Face aux États-Unis et la Chine, la France marque son retard sur la réutilisation des eaux usées. Pourtant, l’art R211-23 du code de l’environnement l’autorise : « Les eaux usées peuvent, après épuration, être utilisées à des fins agronomiques ou agricoles, par arrosage ou par irrigation, sous réserve que leurs caractéristiques et leurs modalités d'emploi soient compatibles avec les exigences de protection de la santé publique et de l'environnement. »

Constat surprenant puisqu’en 2017, l’ONU déclarait que les eaux usées étaient le « nouvel or noir ». C’est donc deux ans plus tard, le 12 février 2019, que le Parlement européen décide d’agir pour promouvoir la réutilisation de ces eaux en votant un projet de réglementation définissant les normes minimales de qualité pour l’eau recyclé à destination de l’irrigation agricole.

La Commission est optimiste, elle espère économiser 5% des ressources par ce système. Aujourd’hui, les chiffres, à ce sujet, sont flous mais il est tout de même estimé que la réutilisation en France ne dépasse pas les 0,1% bien que 90% des eaux usées sont traitées et relâchées dans des cours d’eau.

De 1980 à 2014, la réutilisation n’était quasiment pas pratiquée car la réglementation était trop restrictive. En effet, depuis 2014, la réglementation s’est assouplie laissant libre à plusieurs projets de se développer. Certes, ces projets sont longs à se mettre en place, mais les premières expériences se précisent et dont on en verra le jour au deuxième trimestre 2020.

En matière économique, le frein est réel.
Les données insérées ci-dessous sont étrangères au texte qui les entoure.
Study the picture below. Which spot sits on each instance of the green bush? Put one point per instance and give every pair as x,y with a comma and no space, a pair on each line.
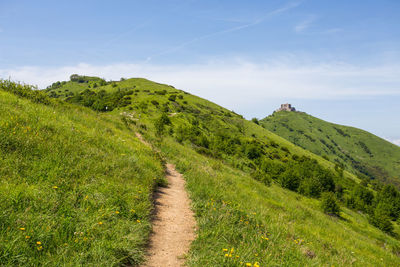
380,218
329,204
172,98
Si les agriculteurs sont plutôt favorables au système écologique, le sur-traitement, donnant suite, après la sortie de la station d’épuration, comporte un coût non-négligeable. La solution discutée à ce sujet relève de l’innovation technologique, quatre techniques sont pour l’instant retenues :

- UV filtre aéré : désinfection de l’eau par une source lumineuse

- Planté de roseaux : système de stockage en surface et d’écoulement vertical dans un bassin servant également de stockage

- Membrane gravitaire : système biologique à boues activées capable de filtrer de manière sélective

- Electro oxydation : production de radicaux hydroxyles capables de réagir rapidement sur les composés organiques

La volonté de réutiliser les eaux usées va au-delà des fins agricoles. L’étude Explore 2070 a conclu que les eaux souterraines, fournissant l’eau potable, pourraient diminuer entre 20% à 50%. L’idée serait donc de combler cette diminution par les eaux usées. Le problème qui se pose incontestablement est la réticence de la population. Très peu sont favorables à l’idée de consommer de l’eau usée traitée.

Pour l'encadrement de ces pratiques, il existe quatre catégories dont les normes sont plus ou moins exigeantes selon l’utilisation des eaux usées traitées (Arrêté du 2 août 2010 relatif à l'utilisation d'eaux issues du traitement d'épuration des eaux résiduaires urbaines pour l'irrigation de cultures ou d'espaces verts) : la catégorie A sur l’irrigation des cultures maraîchères non transformées et arrosage d’espaces verts publics dont les normes sont très exigeantes ; la catégorie D sur l’irrigation des forêts d’exploitation avec accès contrôlé au public dont les normes sont peu exigeantes.

On suppose donc que si les eaux usées venaient à se déployer en matière de consommation d’eau potable, les exigences seraient extrêmement élevées mais cela supposerait également un coût conséquent.

La France traite ses eaux usées convenablement mais ne les réutilise que très peu. Constat décevant au regard des ressources que l’on pourrait économiser grâce à ce procédé. Réglementation trop restrictive, coût trop élevé et populations réticentes constituent les freins à cette solution de développement durable.